Trudeau : déliquescence précoce
Le gouvernement Trudeau-fils-2 ne durera pas quatre ans. C’est l’impression qu’on avait hier devant deux situations cruciales pour lui.
«JUSTWATCHME»
D’abord, le blocage des voies ferrées par des militants autochtones, qui pose un dilemme redoutable au gouvernement.
J’affectionne le mot dilemme, « obligation de choisir entre deux options comportant l’une et l’autre des inconvénients ».
La première option est de type « Just watch me » : foncer dans le tas, mobiliser l’armée enflammerait assurément tous les peuples autochtones ainsi que les gauches. Une crise incontrôlable risquerait d’éclater. Plusieurs petits Oka d’un océan à l’autre.
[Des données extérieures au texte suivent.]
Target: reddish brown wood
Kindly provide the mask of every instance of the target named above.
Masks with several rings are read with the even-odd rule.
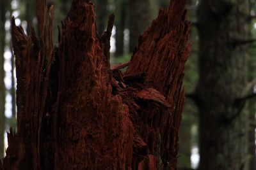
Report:
[[[58,46],[51,40],[53,7],[39,39],[12,20],[18,131],[8,134],[3,168],[175,169],[190,48],[186,1],[161,9],[131,62],[112,68],[114,16],[99,38],[89,1],[73,1]],[[45,9],[39,20],[46,20]]]

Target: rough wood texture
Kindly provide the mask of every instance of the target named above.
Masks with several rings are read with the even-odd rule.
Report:
[[[13,19],[18,132],[8,134],[3,168],[175,169],[190,47],[184,6],[175,0],[161,9],[131,62],[112,68],[114,16],[99,38],[89,1],[73,1],[58,47],[51,40],[53,7],[40,40]]]

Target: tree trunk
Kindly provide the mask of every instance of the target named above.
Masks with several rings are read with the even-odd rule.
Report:
[[[109,12],[108,10],[108,0],[95,0],[93,3],[95,4],[95,12],[97,15],[97,29],[99,36],[101,36],[107,28],[108,16]]]
[[[248,105],[250,122],[255,122],[255,100],[250,101]],[[256,169],[255,127],[254,124],[249,127],[248,139],[249,169],[254,170]]]
[[[149,25],[152,16],[150,0],[129,0],[130,39],[129,48],[132,53],[138,45],[139,36]]]
[[[2,169],[175,169],[190,48],[185,1],[162,9],[131,62],[111,68],[114,17],[99,38],[89,1],[73,1],[58,47],[52,8],[49,27],[40,24],[40,41],[13,19],[18,131],[8,134]],[[46,23],[41,9],[38,20]]]
[[[200,169],[246,169],[247,1],[201,1],[198,6]]]
[[[4,53],[5,46],[5,14],[6,12],[6,2],[0,1],[0,159],[3,157],[4,153],[4,134],[5,133],[5,93],[6,89],[4,82]]]
[[[124,31],[125,27],[127,1],[116,1],[116,52],[115,55],[120,57],[124,55]]]

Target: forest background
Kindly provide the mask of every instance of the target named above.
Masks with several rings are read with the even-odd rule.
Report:
[[[130,60],[131,53],[132,53],[134,48],[138,44],[140,34],[150,25],[152,20],[157,17],[159,8],[168,6],[169,4],[168,0],[94,0],[92,1],[95,5],[99,34],[101,34],[104,32],[109,14],[114,13],[116,15],[111,41],[111,62],[112,64],[125,62]],[[230,128],[227,127],[228,123],[225,122],[225,125],[216,125],[218,124],[216,123],[212,125],[213,127],[212,128],[220,129],[216,131],[227,131],[227,129],[230,129],[231,130],[228,131],[234,131],[235,132],[234,133],[237,132],[236,131],[237,130],[236,128],[245,129],[246,131],[245,132],[246,135],[243,135],[243,138],[246,138],[246,142],[243,144],[244,145],[244,147],[247,148],[247,152],[244,153],[246,155],[246,166],[248,169],[256,169],[255,101],[253,98],[255,96],[254,92],[255,92],[255,85],[256,84],[256,58],[255,57],[256,46],[255,44],[255,39],[253,38],[253,37],[256,36],[256,17],[255,14],[256,4],[253,0],[245,1],[246,2],[244,2],[243,4],[237,3],[233,5],[237,5],[237,6],[244,5],[247,6],[241,10],[244,12],[243,15],[246,17],[246,22],[239,22],[237,24],[230,24],[230,26],[221,27],[219,25],[220,20],[216,21],[217,19],[214,20],[214,18],[211,18],[210,17],[207,18],[209,20],[208,25],[204,25],[203,18],[204,16],[207,16],[207,15],[211,16],[211,13],[212,13],[213,12],[211,11],[210,10],[212,10],[212,8],[210,7],[212,7],[212,8],[216,8],[220,10],[221,9],[221,4],[216,4],[212,3],[208,4],[206,6],[204,6],[205,5],[204,3],[200,2],[200,1],[187,1],[186,6],[188,10],[187,17],[188,20],[192,22],[190,41],[192,41],[193,46],[191,49],[191,55],[187,61],[185,69],[184,85],[186,89],[187,97],[182,116],[182,122],[180,128],[180,148],[177,157],[178,167],[180,169],[196,169],[198,167],[200,153],[202,153],[202,155],[205,154],[204,153],[203,149],[201,149],[200,151],[199,150],[200,148],[205,148],[202,145],[204,140],[202,139],[203,138],[212,138],[215,141],[220,139],[216,138],[214,134],[210,132],[210,137],[202,134],[205,132],[204,131],[204,131],[204,129],[209,128],[209,127],[205,127],[204,124],[200,123],[205,118],[202,117],[204,117],[204,113],[201,113],[204,112],[204,111],[202,111],[204,110],[202,108],[202,105],[205,106],[206,104],[202,103],[204,103],[204,101],[207,102],[207,97],[203,101],[202,99],[204,98],[204,96],[202,96],[205,94],[204,92],[202,92],[204,90],[202,89],[205,90],[207,89],[207,88],[204,89],[204,82],[207,81],[207,80],[204,81],[204,80],[207,78],[208,79],[213,78],[212,80],[214,80],[214,77],[217,77],[218,79],[226,80],[228,79],[228,77],[232,76],[232,74],[236,74],[238,78],[246,79],[246,83],[243,85],[242,90],[240,89],[237,90],[237,85],[235,83],[229,85],[229,82],[224,82],[223,84],[220,83],[220,85],[215,86],[215,83],[218,83],[218,81],[214,80],[211,80],[212,81],[213,81],[212,83],[208,86],[209,88],[212,89],[216,87],[215,89],[216,89],[215,92],[219,92],[220,96],[222,96],[223,98],[225,98],[226,96],[232,96],[232,94],[228,90],[226,90],[225,88],[232,89],[235,92],[237,92],[237,94],[239,94],[239,95],[237,94],[239,97],[237,98],[239,104],[237,105],[239,105],[239,110],[243,110],[243,111],[241,111],[237,112],[237,115],[231,115],[230,119],[232,121],[233,121],[233,119],[238,120],[238,121],[243,122],[243,124],[236,125],[236,128]],[[36,25],[35,17],[36,8],[35,1],[33,0],[0,0],[0,158],[2,158],[4,155],[4,149],[7,147],[6,132],[10,127],[13,127],[14,129],[15,129],[17,118],[15,57],[12,50],[10,19],[12,16],[14,16],[16,18],[16,24],[21,25],[24,28],[26,33],[30,34],[30,27]],[[51,0],[47,1],[49,7],[52,4],[55,7],[54,18],[55,25],[53,27],[53,31],[55,31],[53,34],[54,42],[57,42],[58,39],[58,25],[61,24],[61,20],[64,19],[65,16],[66,16],[69,10],[70,3],[71,1],[68,0]],[[208,10],[210,14],[207,14],[204,10]],[[215,11],[215,13],[218,12],[219,11]],[[227,25],[228,25],[228,23],[236,23],[236,20],[239,20],[236,17],[237,16],[236,15],[241,15],[241,11],[237,13],[237,11],[233,13],[230,12],[230,16],[226,17],[225,15],[227,14],[225,14],[221,10],[220,13],[221,16],[224,15],[223,18],[227,18],[227,21],[224,21],[224,23]],[[211,18],[212,20],[211,20]],[[243,19],[241,20],[243,20]],[[217,24],[214,25],[216,23]],[[209,58],[207,61],[204,60],[202,59],[202,56],[204,56],[205,53],[205,52],[203,52],[204,46],[202,43],[201,44],[199,43],[199,41],[200,39],[201,42],[203,41],[206,41],[207,42],[208,41],[209,43],[213,41],[212,38],[211,39],[211,37],[204,36],[204,39],[209,38],[208,40],[202,38],[202,35],[204,34],[204,31],[207,31],[207,29],[212,29],[214,32],[218,31],[225,32],[229,29],[230,30],[236,29],[235,27],[237,25],[239,27],[245,27],[245,36],[243,38],[239,37],[238,38],[236,38],[234,40],[233,39],[234,42],[232,41],[232,43],[235,45],[233,45],[233,47],[230,48],[231,49],[230,50],[234,52],[238,48],[237,50],[239,52],[238,53],[240,55],[240,58],[244,58],[246,60],[241,61],[240,64],[239,62],[231,59],[231,58],[236,58],[235,57],[230,57],[230,60],[221,60],[221,61],[220,62],[225,63],[225,64],[221,64],[216,67],[216,69],[221,70],[219,71],[219,74],[223,74],[223,76],[220,77],[220,75],[218,75],[218,73],[216,73],[216,70],[214,70],[216,61],[218,60],[218,57],[228,59],[228,57],[232,52],[228,53],[227,52],[228,50],[225,50],[225,49],[221,48],[218,50],[221,53],[221,55],[218,55],[220,53],[213,52],[214,53],[214,57],[214,57],[212,57],[213,59],[212,58]],[[205,27],[203,27],[204,26]],[[216,29],[217,26],[218,27]],[[36,27],[35,28],[36,29]],[[221,34],[217,34],[217,35]],[[214,36],[214,34],[212,34],[212,36]],[[221,36],[220,36],[220,37],[221,37]],[[219,43],[221,44],[221,41]],[[242,47],[239,46],[240,45]],[[239,47],[237,47],[237,46]],[[200,48],[201,46],[202,48]],[[214,47],[210,48],[211,47],[208,47],[209,51],[211,51],[211,49],[216,50]],[[221,50],[223,50],[222,52]],[[211,53],[211,52],[209,52],[209,53]],[[228,57],[226,57],[225,55]],[[204,57],[205,60],[207,59],[207,57]],[[205,67],[212,67],[212,69],[207,73],[204,69]],[[234,71],[234,69],[232,69],[232,67],[239,67],[238,70],[237,70],[237,72]],[[220,67],[223,69],[220,69]],[[231,68],[232,71],[229,73],[229,74],[222,72],[227,67]],[[216,74],[213,74],[212,72]],[[203,74],[204,73],[206,73],[206,76]],[[236,76],[234,76],[236,78]],[[239,81],[237,80],[237,81]],[[241,86],[241,85],[239,85]],[[223,90],[223,89],[225,90]],[[228,91],[228,92],[227,92]],[[240,93],[241,94],[241,95]],[[200,99],[200,96],[201,99]],[[222,97],[220,97],[220,98]],[[214,100],[214,97],[212,97],[212,100]],[[215,100],[220,99],[216,97]],[[211,102],[212,101],[209,101],[209,103]],[[213,104],[213,106],[217,108],[216,110],[212,111],[215,113],[216,115],[218,115],[216,113],[218,112],[221,113],[219,115],[223,114],[223,111],[221,110],[228,110],[227,108],[218,108],[218,107],[220,107],[220,106],[218,106],[219,104],[216,102],[214,103],[214,101],[213,101],[213,103],[216,103],[215,105]],[[211,107],[208,107],[207,109],[209,110],[207,111],[209,113],[211,111],[210,110],[211,109]],[[224,112],[228,112],[228,111],[225,110]],[[240,112],[243,112],[243,113]],[[237,115],[239,116],[237,116]],[[214,120],[214,118],[212,119]],[[228,120],[229,121],[230,120]],[[205,122],[205,121],[203,122]],[[211,124],[209,124],[211,125]],[[211,128],[209,129],[211,129]],[[232,134],[232,132],[228,132],[228,134]],[[211,134],[212,135],[212,136],[211,136]],[[221,141],[221,139],[220,140]],[[231,139],[230,142],[236,145],[239,141]],[[214,145],[222,144],[220,142]],[[232,145],[229,143],[228,144],[230,146]],[[228,152],[228,149],[227,150],[227,152]],[[228,153],[228,155],[229,153],[232,154],[232,153]],[[224,160],[220,161],[225,162],[226,160],[224,159]],[[204,161],[207,162],[207,160]]]

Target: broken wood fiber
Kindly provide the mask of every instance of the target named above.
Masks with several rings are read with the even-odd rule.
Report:
[[[26,35],[13,18],[17,132],[8,134],[0,168],[175,169],[191,46],[184,6],[174,0],[161,9],[131,61],[112,68],[114,17],[99,38],[90,1],[73,1],[58,46],[51,37],[53,7],[49,25],[45,6],[38,12],[38,37],[33,29]]]

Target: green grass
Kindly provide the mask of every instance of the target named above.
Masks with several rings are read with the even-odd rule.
Pour l’image du gouvernement Trudeau, autoproclamé le plus proautochtone de l’histoire du Dominion, ce serait aussi dommageable... qu’un parti se proclamant vert qui achète et construit un oléoduc.
« JUST DON’T WATCH »
D’où l’option choisie par Ottawa depuis le début des blocages : « Just don’t watch. » Bref, regarder ailleurs ; à la limite, parler timidement de « règle de droit » et de « dialogue ». Au départ, ce choix pouvait s’expliquer : rejet de la méthode forte pour les raisons ci-haut évoquées. Refus de donner de l’importance aux manifestations.
Cependant, plus la crise dure, plus les inconvénients s’aggravent : le trafic ferroviaire est carrément bloqué !
En plus, le PM est en tournée à l’étranger. Pratique, au départ, pour le « Just don’t watch ». Mais plus le temps passe, plus il paraît déconnecté des priorités intérieures. Un « deux poids deux mesures » crève les yeux et enrage les non-autochtones : si un d’entre eux (actuellement privés de transport) s’avisait de bloquer un train pour quelque raison, il serait arrêté et accusé sur-le-champ tel un membre d’Extinction-Rebellion sur un pont fédéral.
François Legault a bien perçu la situation de faiblesse du PM fédéral, et jeudi, même si on ne lui adressait aucune question à ce sujet, il a tenu à mettre toute la responsabilité sur le dos de son homologue : « C’est à Justin Trudeau de régler le problème ».
Hier, d’ailleurs, ce dernier, de Munich, a tenu à poser un geste : lui donner un coup de fil !
DIVISION
À cette extrême faiblesse du gouvernement Trudeau devant la paralysie des transports s’ajoute un clivage croissant au caucus libéral, suscité par l’autorisation ou non du projet bitumineux Teck Frontier en Alberta.
D’un côté, il y a Chrystia Freeland, vice-première ministre, chargée de replâtrer les relations avec l’Ouest, qui sait que politiquement, son gouvernement n’a pas d’autre choix que d’approuver.
De l’autre, il y a le caucus du Québec, qui ne se cache plus pour faire valoir son opposition. Députée de Brossard–Saint-Lambert, Alexandra Mendès a déclaré au jeudi qu’une approbation serait « absolument impensable » !
À cette extrême faiblesse du gouvernement Trudeau devant la paralysie des transports s’ajoute un clivage croissant au caucus libéral suscité par l’autorisation ou non du projet bitumineux Teck Frontier en Alberta.
ROBITAILLE
L’ancien expert en manifestation verte, Steven Guilbeault, devenu ministre du Patrimoine, a goûté hier à sa médecine : des écologistes ont occupé son bureau. Si le gouvernement approuvait Teck, il se verrait contraint de songer à une sortie à la Nicolas Hulot, ministre français de l’Environnement qui démissionna en 2018 avec fracas sur une question de principe.
Les conservateurs devraient se dépêcher de se donner un chef. J’en mets un peu... mais au cas où.